In order to obtain aesthetic results, injections are generally applied to four regions: (1) radix, (2) supratip, (3) tip, and (4) nasal spine. Radix and supratip injections are mostly made for hump camouflage, and the rest are for tip rotation and projection.
In our study, we developed a hybrid treatment model by applying two different structural types of dermal fillers. We used fillers containing hyaluronic acid (HA), a hydrophilic material, in cases where definition was required for the nasal tip and augmentation in supratip region. Besides, in cases where augmentation was required for radix and elevation was required for nasal tip, we used fillers containing agarose gel, a non-hydrophilic (hydocolloid) and high G prime filler material, so that it does not cause an undesired expansion by swelling, which may disrupt the aesthetics of the nasal root or narrow the airway by widening of the columella.1
MATERIALS AND METHODS: A total of 32 woman patients (mean age 27 years) desiring filler treatment for non-surgical correction of nose in a 2-year period were enrolled in this study. Inclusion criteria consisted of patients who had not received any previous filler injections, threads, or surgery. A 3.5% agarose gel was mixed with 0.2 ml of 2% lidocaine, and the mixture was applied with 27 G needle to the radix and nasal spine by perpendicular supraperiosteal injection with small boluses. After radix and nasal spine injections, HA filler containing 20 mg HA with lidocaine was applied with 32 G needle for the tip defining points and supratip area by intradermal injection, if needed. The patients were seen two weeks after injection in order to see if there is any complications or misplacement or revisional “touch-up” needed. Follow-up visits were made on 1 and 6 months after the injection. Clinical improvement was evaluated by a different blinded plastic surgeons using the Global Aesthetic Improvement Scale from 1 to 5 (1: exceptional improvement; 2: very improved; 3: mild improvement; 4: unaltered patient; 5: worsened patient). Patient satisfaction was evaluated in a scale from 0 to 10 (0: not satisfied with results; 10: very satisfied)

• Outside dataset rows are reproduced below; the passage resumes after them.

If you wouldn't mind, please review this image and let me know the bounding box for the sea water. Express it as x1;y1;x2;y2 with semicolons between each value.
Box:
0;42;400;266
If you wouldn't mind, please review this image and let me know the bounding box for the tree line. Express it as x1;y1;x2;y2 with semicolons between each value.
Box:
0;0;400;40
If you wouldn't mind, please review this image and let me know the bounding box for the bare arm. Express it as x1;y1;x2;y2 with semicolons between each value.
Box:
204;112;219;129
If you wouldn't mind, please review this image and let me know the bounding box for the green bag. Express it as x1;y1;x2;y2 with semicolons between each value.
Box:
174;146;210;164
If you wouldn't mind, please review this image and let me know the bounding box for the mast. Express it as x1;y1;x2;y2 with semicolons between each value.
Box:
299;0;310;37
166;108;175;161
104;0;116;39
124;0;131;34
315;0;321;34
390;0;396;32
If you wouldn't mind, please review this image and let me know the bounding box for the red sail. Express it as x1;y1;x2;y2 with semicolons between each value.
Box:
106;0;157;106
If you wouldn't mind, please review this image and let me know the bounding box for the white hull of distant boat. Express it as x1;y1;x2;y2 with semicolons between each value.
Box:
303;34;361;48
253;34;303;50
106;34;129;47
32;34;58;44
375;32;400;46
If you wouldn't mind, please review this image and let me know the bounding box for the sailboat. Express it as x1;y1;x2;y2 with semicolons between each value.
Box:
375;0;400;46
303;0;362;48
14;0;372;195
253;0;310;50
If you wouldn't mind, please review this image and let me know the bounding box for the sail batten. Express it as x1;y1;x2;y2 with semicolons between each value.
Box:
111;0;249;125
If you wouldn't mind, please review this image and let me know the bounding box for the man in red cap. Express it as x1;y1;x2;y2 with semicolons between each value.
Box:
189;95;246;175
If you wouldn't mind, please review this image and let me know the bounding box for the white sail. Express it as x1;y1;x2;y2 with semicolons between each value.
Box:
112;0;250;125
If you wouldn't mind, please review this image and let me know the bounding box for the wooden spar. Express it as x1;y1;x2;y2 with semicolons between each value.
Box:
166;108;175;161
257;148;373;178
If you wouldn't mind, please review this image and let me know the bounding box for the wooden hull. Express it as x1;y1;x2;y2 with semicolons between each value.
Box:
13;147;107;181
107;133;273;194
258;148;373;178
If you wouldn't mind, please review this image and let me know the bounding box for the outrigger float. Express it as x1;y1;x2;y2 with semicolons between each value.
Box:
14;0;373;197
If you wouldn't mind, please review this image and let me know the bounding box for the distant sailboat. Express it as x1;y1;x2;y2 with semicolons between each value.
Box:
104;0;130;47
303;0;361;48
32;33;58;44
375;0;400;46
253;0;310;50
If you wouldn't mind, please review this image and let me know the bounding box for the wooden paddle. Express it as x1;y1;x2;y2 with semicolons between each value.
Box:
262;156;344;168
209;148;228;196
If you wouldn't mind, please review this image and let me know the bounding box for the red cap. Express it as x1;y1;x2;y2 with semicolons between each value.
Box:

RESULTS: Mean score of patient satisfaction was 9.09 of 10 after injection and 9 of 10 after 2 weeks. Clinical evaluation scores after injection were 1.72/5 and 169/5 in GAIS. No major complication was observed.

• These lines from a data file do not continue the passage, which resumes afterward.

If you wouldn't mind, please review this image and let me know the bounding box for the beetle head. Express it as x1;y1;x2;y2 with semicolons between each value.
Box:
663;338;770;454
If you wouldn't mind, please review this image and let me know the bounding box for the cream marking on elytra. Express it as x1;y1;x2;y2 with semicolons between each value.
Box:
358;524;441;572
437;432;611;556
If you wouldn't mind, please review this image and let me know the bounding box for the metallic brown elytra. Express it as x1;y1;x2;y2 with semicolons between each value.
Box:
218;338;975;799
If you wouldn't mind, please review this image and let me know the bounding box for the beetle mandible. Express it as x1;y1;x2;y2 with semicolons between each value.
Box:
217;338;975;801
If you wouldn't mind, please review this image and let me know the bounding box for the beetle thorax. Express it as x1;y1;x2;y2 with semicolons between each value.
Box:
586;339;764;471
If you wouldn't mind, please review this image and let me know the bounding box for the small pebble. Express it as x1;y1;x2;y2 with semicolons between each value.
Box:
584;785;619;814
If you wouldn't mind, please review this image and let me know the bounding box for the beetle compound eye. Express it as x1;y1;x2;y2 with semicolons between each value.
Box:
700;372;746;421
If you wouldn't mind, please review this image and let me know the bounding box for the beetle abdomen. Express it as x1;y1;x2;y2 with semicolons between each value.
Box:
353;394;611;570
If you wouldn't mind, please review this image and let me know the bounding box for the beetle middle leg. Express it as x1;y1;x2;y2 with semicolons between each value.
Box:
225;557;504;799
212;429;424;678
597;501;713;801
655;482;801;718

CONCLUSIONS: To our knowledge, this is the first study adopting the understanding of hybrid approach with a new agarose gel and HA filler in different anatomical locations for nonsurgical correction of nose. We can conclude that this HA and nonswelling agarose gel filler hybrid concept represents a great and safe option for nonsurgical rhinoplasty procedures.
REFERENCE:
1. Sánchez A, Bernárdez C. A new nonhydrophilic agarose gel as subdermal filler for facial rejuvenation: aesthetic results and patient satisfaction J Cosmet Dermatol. 2020;19(8):1900–1906.